Autore Walter Da Pozzo
Prezzo E 10,00
Pagine 192
Data di pubblicazione 2007
Editore Graus
Collana Gli specchi di Narciso


Cento anni di storia del nostro paese.


Prefazione di Andrea Camilleri

Carissimo Walter,
oltre che come bravissimo attore, ti conoscevo anche come autore drammatico.
Ricordo che un tuo lavoro, mi pare che si chiamasse “Boulevard des Italiens”, mi piacque assai perché, tra l’altro, mostrava già un profilo d’autore che si distingueva per una non certo usuale estrosità di scrittura e per una altrettanto inusuale ambientazione.
Se ti avessero allora degnamente messo in scena, credo che oggi avremmo potuto contare su di un ottimo commediografo in servizio permanente effettivo. Ma purtroppo da noi la genia di coloro che sono in grado di produrre organizzativamente spettacoli è composta al novanta per cento da dilettanti e analfabeti.
Ora, del tutto inaspettato, mi giunge questo tuo “Colori, miracoli ed ombre di un eroe ciabattino”.
Ti dico subito, e non per cortesia o affetto, che il racconto l’ho letto tutto di seguito, come in genere accade coi buoni romanzi gialli. Naturalmente il tuo libro non ha niente a che fare col genere.
Mi sono domandato il perché di questa sorta di affatamento.
La prima risposta è stata un’immagine. Tu, nel tuo libro, parli spesso del Sarno, il bagno in quel fiume diventa di volta in volta un gioco o una sfida o un rito (non è un rito purificatorio il bagno che i due reduci fanno non appena si ritrovano?).
Ebbene, a me, leggendoti, è parso di essere preso da quelle acque e trasportato in un viaggio, a un tempo allegro e malinconico, che non concedeva soste.
E tutto questo in virtù della felicità della tua scrittura.
Tu racconti la vita di tuo nonno ciabattino, una vita che, a ben considerarla, non ha niente di straordinario: il protagonista cresce, impara il mestiere, va una volta sola in un bordello, fa la guerra continuando a risuolare le scarpe dei commilitoni, uccide un nemico (un orrore che si porterà sempre dentro), torna a casa, si sposa, la sua bravura lo porta a poter lavorare per proprio conto, si adegua agli eventi politici, tradisce una volta la moglie (ma in condizioni eccezionali e infine tragiche), comunque vive e sopravvive…
Non ci sarebbe molto da raccontare, se tuo nonno e sua moglie Lucia, se il cognato ciclista Totonno e molti altri personaggi che popolano questo libro non avessero, come hai scritto tu stesso, “facce piene di storia”.
Ecco, io, alla storia, ci metterei tanto di S maiuscola.
Il ciabattino Alfonso traversa infatti tutta la Storia d’Italia a noi più vicina, dall’emigrazione alla prima guerra mondiale, dall’avvento del fascismo alla guerra del ’40, dal dopoguerra all’attentato a Togliatti, e oltre.
E la traversa con la sua immutabile faccia di onesto artigiano e con l’immancabile ombrello.
E le disgrazie e i lutti famigliari, così come le gioie, sempre sofferti o goduti con estrema dignità, insomma la sua piccola storia personale si intreccia indissolubilmente con la grande Storia del nostro paese.
Ora, come tu ben sai, una storia vale non tanto per quello che racconta, ma per come la si racconta.
La tua scrittura ha il dono di riuscire a trasportare la normalità in una dimensione diversa, addirittura a tratti quasi fiabesca.

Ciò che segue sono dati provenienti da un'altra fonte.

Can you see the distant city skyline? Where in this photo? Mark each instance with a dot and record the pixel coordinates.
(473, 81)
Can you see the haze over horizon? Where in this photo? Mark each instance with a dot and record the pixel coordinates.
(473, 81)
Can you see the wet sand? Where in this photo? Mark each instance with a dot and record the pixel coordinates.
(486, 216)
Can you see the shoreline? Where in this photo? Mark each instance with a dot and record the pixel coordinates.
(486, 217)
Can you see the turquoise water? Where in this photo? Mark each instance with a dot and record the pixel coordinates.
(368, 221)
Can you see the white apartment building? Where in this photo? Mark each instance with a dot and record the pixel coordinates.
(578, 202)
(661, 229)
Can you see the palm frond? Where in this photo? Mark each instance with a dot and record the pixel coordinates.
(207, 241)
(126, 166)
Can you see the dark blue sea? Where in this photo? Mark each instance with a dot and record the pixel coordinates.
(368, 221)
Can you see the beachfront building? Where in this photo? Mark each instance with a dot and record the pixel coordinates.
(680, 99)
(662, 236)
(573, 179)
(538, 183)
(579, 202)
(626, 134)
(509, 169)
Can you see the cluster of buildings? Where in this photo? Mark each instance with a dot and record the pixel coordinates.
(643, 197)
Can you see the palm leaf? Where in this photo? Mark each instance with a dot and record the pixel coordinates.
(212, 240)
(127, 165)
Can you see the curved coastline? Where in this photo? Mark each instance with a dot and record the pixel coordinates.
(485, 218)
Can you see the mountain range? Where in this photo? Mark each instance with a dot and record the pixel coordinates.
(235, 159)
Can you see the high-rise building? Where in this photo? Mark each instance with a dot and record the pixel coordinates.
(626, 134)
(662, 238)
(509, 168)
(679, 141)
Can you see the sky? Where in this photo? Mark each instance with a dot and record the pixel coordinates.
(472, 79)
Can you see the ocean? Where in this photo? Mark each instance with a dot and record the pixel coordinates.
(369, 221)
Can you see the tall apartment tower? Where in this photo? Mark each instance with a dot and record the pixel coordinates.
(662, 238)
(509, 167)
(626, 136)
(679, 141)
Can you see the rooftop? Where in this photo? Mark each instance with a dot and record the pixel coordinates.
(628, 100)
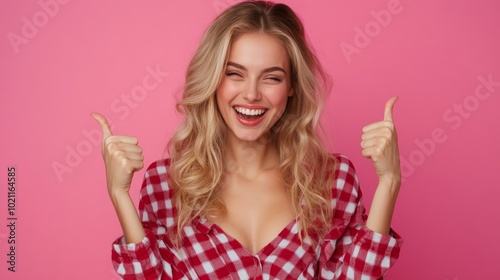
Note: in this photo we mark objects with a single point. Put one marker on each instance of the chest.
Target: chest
(257, 210)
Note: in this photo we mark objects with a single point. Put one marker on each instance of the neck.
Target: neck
(250, 158)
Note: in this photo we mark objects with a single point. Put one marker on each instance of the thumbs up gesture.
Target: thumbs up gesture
(380, 144)
(122, 157)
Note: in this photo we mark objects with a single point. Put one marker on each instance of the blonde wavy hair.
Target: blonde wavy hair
(197, 147)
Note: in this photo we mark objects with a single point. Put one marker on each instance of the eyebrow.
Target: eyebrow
(267, 70)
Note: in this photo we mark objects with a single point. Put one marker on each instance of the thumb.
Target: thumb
(388, 108)
(106, 131)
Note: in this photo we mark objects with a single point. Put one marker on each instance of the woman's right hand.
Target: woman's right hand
(122, 157)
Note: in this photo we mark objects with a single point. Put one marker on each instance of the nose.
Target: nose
(251, 91)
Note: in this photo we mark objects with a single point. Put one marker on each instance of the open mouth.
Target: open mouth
(249, 114)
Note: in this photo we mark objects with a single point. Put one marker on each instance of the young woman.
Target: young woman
(249, 191)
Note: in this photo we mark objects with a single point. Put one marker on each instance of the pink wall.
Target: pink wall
(62, 60)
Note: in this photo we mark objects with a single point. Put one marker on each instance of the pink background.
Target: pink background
(83, 56)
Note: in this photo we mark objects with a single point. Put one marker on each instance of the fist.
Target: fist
(122, 157)
(380, 143)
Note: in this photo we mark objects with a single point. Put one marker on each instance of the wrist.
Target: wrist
(119, 195)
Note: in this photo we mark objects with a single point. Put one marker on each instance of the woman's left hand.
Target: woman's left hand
(380, 144)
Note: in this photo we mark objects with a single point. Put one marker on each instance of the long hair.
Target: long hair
(196, 148)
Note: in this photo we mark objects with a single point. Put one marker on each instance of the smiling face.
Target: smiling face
(255, 86)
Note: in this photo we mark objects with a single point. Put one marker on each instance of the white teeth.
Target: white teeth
(248, 112)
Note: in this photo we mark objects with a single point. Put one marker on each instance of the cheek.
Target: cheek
(279, 100)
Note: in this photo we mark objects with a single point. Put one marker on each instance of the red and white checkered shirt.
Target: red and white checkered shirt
(349, 251)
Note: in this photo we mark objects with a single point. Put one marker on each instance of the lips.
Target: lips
(249, 116)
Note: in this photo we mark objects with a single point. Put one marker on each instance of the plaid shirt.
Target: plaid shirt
(349, 251)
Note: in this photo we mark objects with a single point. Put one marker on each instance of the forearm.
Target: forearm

Ci sono pagine che ho trovato affascinanti, come ad esempio quelle che riguardano l'arte del fabbricare scarpe o, prima ancora, quelle che raccontano la nascita marsigliese di Alfonso.
Quell’estrosità che avevo già avuto modo di apprezzare nella commedia da te scritta tanti anni addietro, qui si fa ancora più libera e più ricca d’inventiva.
Adoperi spesso e volentieri un’aggettivazione che a prima vista può anche apparire a volte incongrua, ma che finisce sempre coll’essere la più propria, la più espressiva.
E così puoi abbandonarti ad una libertà di scrittura che altri forse non oserebbe.
Mi permetti di disporre diversamente qualche rigo della pagina nella quale narri la nascita di Alfonso?
Andrea di scatto si alzò
per andare di là.
Poi, fermo restò.
Il tacco e la scarpa
tra le mani bloccò.
……………………
Un respiro affannoso,
verace e carnale,
l’uomo sentì.
E di getto, quasi fuoco,
un ultimo urlo apparì.

Non sono versi, certo. Ma il ricorso alla rima, la forte scansione ritmica che il racconto in quel tratto assume, dimostrano egregiamente il tuo sapere e volere eludere i paletti che i soloni della critica assegnano alla prosa. In piena e totale libertà, lo ripeto, tu hai sentito il bisogno di raccontare l’evento in quel determinato modo e l’hai fatto. E per noi lettori la tua libertà si tramuta in una nostra necessità: infatti, dopo averla letta, quella pagina, non sapremmo pensarla scritta in altro modo.
Spero, sinceramente, che tu abbia voglia di continuare.
Ti abbraccio


Presentazione di Andrea Camilleri
Liceo Morgagni, Roma, 30 marzo 2007

Più che parlare del libro di Walter Da Pozzo vorrei dirvi le mie reazioni davanti ad esso. Non pigliatelo come un gesto di vanità. Già vi sento pensare: ecco, come tutti gli scrittori, coglie subito l’occasione per parlare di sé. Chiarisco allora subito che voglio parlare di questo libro in qualità di puro e semplice lettore. Il lettore non è come uno spettatore di teatro.
Lo spettatore di teatro è sostanzialmente un singolo anonimo che esiste solo in quanto accanto a lui ci sono altri singoli anonimi: la condizione essenziale della sua esistenza è che viva all’interno di una comunità molteplice, la quale ha solo tre modi per reagire a ciò che sta vedendo e ascoltando: l’applauso, il dissenso, il silenzio. Non adopera parole. O se le adopera, più che parole sono delle esclamazioni: Bravo! Basta! Che schifo! Meraviglioso! E poco altro.
Il lettore è invece completamente diverso. Fondamentale è che il rapporto con il libro sia un rapporto a due, alla gioia della lettura si possono talvolta invitare altri, ma solo dopo che si è consumato quel primo rapporto intimo.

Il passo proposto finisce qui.